Walker said, “I think maybe I’ll just stay out of fights.”

“The best way is to keep away from people who get you into fights,” said Stillman. He led the way and got them both inside a doughnut shop just as the first three police cars sped past on their way to the scene of the shooting. Walker turned to stare out the big window at the fast-moving metal and flashing lights. A second later, Stillman’s reflection in the window caught Walker’s eye. Stillman tugged his sleeve back to see his watch, nodded noncommittally, then stepped forward to survey the glass case where pastries were arrayed seductively in ranks.

Walker whispered, “How’d they do?”

“Just fair. About six minutes.” Stillman turned to the young Hispanic boy behind the counter. “Evening, barkeep. Two cups of coffee, two of these cream-filled beauties with the chocolate on top, two glazed, and two of this crumb kind.”

“Old-fashioned,” the boy corrected him.

“I admit it,” Stillman said, “but give me the doughnuts anyway.”

“The doughnuts. That’s what they’re called.”

Stillman accepted the bag of doughnuts. As the boy handed him his change, Stillman handed the coins to Walker. “Here. Call us a cab while I escort these fellows to a table.”

“Where should I say we’re going?”

“Burbank airport. We’ll rent a car there.” He paused. “Maybe you could buy a plane ticket.”

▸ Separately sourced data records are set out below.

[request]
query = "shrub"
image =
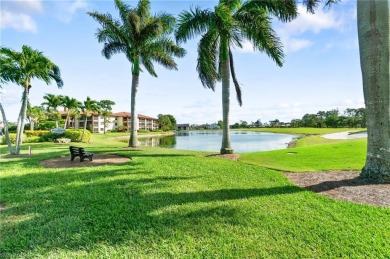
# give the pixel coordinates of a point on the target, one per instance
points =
(49, 137)
(12, 137)
(62, 140)
(32, 139)
(35, 133)
(75, 135)
(46, 125)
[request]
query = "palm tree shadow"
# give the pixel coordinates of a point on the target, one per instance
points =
(330, 185)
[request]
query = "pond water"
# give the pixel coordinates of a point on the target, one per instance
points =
(210, 140)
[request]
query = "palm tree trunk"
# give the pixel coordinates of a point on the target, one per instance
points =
(21, 120)
(8, 140)
(85, 127)
(226, 147)
(66, 120)
(374, 43)
(133, 142)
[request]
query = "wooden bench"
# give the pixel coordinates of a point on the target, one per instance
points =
(79, 151)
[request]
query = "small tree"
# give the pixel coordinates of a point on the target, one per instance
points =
(88, 107)
(105, 110)
(20, 68)
(69, 104)
(52, 103)
(34, 115)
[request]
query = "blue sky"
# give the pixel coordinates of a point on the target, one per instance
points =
(321, 69)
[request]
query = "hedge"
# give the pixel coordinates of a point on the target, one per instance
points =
(26, 139)
(73, 134)
(37, 133)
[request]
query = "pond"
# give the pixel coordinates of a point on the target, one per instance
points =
(210, 140)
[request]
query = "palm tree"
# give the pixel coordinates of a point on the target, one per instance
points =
(143, 38)
(227, 26)
(34, 114)
(52, 103)
(20, 68)
(88, 107)
(374, 47)
(373, 18)
(69, 105)
(105, 109)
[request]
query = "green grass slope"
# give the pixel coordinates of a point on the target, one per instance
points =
(339, 155)
(166, 203)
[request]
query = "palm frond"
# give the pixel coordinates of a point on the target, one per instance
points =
(192, 23)
(231, 4)
(147, 63)
(168, 22)
(151, 31)
(284, 10)
(235, 81)
(111, 48)
(122, 8)
(143, 10)
(256, 27)
(208, 59)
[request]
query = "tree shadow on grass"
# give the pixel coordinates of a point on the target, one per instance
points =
(330, 185)
(69, 210)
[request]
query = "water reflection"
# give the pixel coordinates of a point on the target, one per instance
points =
(210, 140)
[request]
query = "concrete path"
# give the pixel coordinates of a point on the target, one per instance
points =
(345, 135)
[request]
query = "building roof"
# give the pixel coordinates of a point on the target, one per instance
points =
(118, 114)
(128, 114)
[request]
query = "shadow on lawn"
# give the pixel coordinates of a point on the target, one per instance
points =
(330, 185)
(73, 210)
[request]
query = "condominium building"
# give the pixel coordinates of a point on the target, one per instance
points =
(118, 120)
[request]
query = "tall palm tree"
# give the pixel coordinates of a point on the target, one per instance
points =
(69, 105)
(374, 47)
(88, 107)
(373, 20)
(225, 27)
(143, 38)
(20, 68)
(52, 103)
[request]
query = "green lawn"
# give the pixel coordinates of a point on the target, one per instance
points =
(304, 131)
(166, 203)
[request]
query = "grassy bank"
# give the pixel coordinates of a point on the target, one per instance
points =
(166, 203)
(304, 131)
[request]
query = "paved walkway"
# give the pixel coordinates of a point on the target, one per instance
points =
(345, 135)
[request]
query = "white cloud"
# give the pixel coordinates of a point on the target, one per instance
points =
(17, 15)
(67, 9)
(294, 45)
(17, 21)
(307, 22)
(78, 4)
(292, 33)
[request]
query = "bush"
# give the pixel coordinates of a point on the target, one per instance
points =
(35, 133)
(75, 135)
(12, 137)
(46, 125)
(49, 137)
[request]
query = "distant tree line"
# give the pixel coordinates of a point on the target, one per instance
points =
(350, 118)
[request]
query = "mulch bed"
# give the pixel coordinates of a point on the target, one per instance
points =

Walker made the call, then sat down at a tiny table across from Stillman. There were three doughnuts sitting on a napkin in front of him. “Go ahead,” said Stillman. “They’re very soothing, which is why the Red Cross is always forcing them on people. Nothing burns energy faster than disaster . . . except sex, of course. And whatever deity was in charge of printing up our agenda tonight seems to have slipped up and left that one out.”

Walker took a bite of the big cream-filled doughnut with gooey chocolate on top. It was strange, but he reluctantly and silently acknowledged that it tasted better than anything he had ever eaten. He was overcome with the need to eat all of it. Then he picked up the next one.

Stillman said, “We’ll have to get another half dozen to take with us before the cab gets here. I don’t want to have to go out in the middle of the night for more. The streets around here don’t seem to be safe.”

11

Stillman drove the new rental car past the hotel, then around the block, looking intently at the windows, the parking lot, the doors of the lobby. Then he drove into the parking lot and up a couple of rows before he parked.

Walker asked, “Is there something else I should be expecting?”

“Not at all,” Stillman assured him. “But it’s always important to have good health habits when you travel.” He got out of the car, ceremoniously locked it, and walked into the lobby. He stopped at the little shop and began to scrutinize the shelves. “You don’t have to wait for me.”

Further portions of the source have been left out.